One of Nashville’s most important historic areas has simply reopened as a restaurant – and makes an essential effort to acknowledge its previous.
Woolworth on fifth, a three-story restaurant and lounge in downtown Nashville, is housed within the former F.W. Woolworth, a five-and-dime retailer that served downtown Nashville for a lot of the 20th century. In the 1960s, F.W. Woolworth performed an essential function within the Civil Rights Movement as one of many first websites of Nashville’s history-changing lunch counter sit-ins.

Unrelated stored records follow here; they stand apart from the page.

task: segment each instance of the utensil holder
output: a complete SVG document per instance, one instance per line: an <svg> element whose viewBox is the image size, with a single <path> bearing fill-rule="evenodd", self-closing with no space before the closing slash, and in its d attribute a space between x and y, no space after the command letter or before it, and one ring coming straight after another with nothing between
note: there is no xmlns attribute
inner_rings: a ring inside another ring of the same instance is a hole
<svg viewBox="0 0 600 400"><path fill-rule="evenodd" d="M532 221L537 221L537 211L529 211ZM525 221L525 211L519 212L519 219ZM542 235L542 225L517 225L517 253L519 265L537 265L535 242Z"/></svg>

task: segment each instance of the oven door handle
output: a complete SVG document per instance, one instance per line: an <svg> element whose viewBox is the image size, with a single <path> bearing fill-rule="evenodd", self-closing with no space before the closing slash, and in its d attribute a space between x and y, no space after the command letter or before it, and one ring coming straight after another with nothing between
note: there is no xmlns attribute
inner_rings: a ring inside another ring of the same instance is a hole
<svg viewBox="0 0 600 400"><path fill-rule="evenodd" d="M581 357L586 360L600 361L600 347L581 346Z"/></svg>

“The history of Nashville is rich and diverse and should be preserved, yet every day we hear about another building being torn down to make room for something new,” says Tom Morales, proprietor and CEO of TomKats Hospitality, the group that runs the restaurant. “The Woolworth constructing wanted to be saved, and we’re honored to be a part of the subsequent chapter of its historical past.“
In the brand new Woolworth on fifth, which serves breakfast, lunch and dinner day by day, you’ll be able to nonetheless see most of the constructing’s Art Deco particulars, together with the railings and unique terrazzo flooring. The lunch counter that was the positioning of so many protests within the spring of 1960 was on the mezzanine stage, and you’ll nonetheless see the spots the place the stools as soon as stood. The floor ground homes the principle restaurant, with a protracted counter alongside one aspect that remembers the unique. Musical moments from Motown historical past play on a big display on the finish of the room. In the New Era Ballroom on the basement stage, stay music and dancing will happen nightly starting 1 March.

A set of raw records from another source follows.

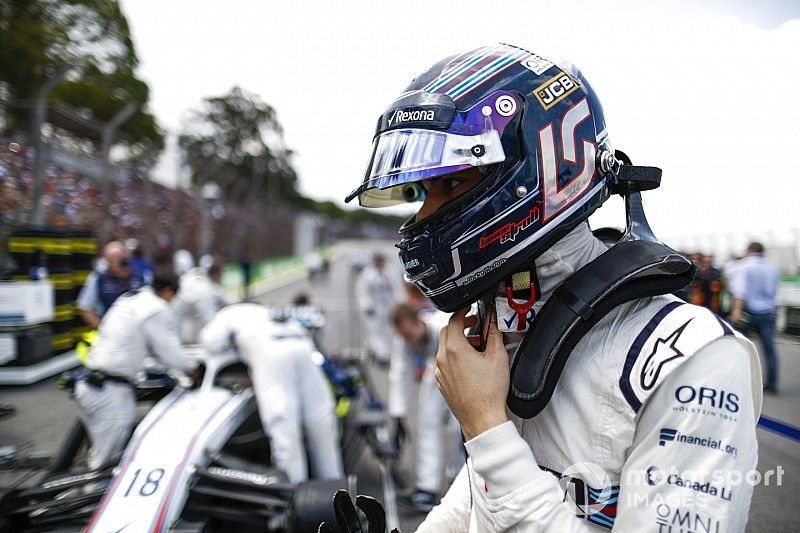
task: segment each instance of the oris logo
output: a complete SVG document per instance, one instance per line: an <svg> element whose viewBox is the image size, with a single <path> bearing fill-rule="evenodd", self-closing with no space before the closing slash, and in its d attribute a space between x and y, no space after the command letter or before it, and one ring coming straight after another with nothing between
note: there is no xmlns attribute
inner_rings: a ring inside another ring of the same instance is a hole
<svg viewBox="0 0 800 533"><path fill-rule="evenodd" d="M434 116L432 109L412 109L410 111L395 109L387 123L391 126L401 122L430 122L434 119Z"/></svg>
<svg viewBox="0 0 800 533"><path fill-rule="evenodd" d="M691 385L682 385L675 389L675 399L682 404L716 407L731 413L739 411L739 395L711 387L695 388Z"/></svg>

“Woolworth on 5th brings a unique vibe to the downtown scene – a welcome table of home grown flavors, old school sounds, and classic dance moves – and we are excited to share it with the city we love,” says Morales.
What is a sit-in?
Sit-ins had been an essential a part of the Civil Rights Movement of the 1960s. In the segregated Southern USA, African Americans had been allowed to buy in metropolis department shops – however they weren’t allowed to dine on the lunch counters in those self same shops. Civil rights leaders organized nonviolent protests at these lunch counters as a visual technique to illustrate the injustices of Jim Crow. On 13 February, 1960, the primary mass sit-in passed off in Nashville. More than 100 African American college students entered three Nashville department shops, together with F.W. Woolworth, and requested to be served. When they had been denied service, they sat on the bottom inside the shop in protest for hours. These acts of civil disobedience had been repeated all through the spring of 1960 in Nashville and different cities across the Southeast. Thanks to the work of those protesters, in May of 1960 Nashville grew to become the primary metropolis to desegregate its lunch counters.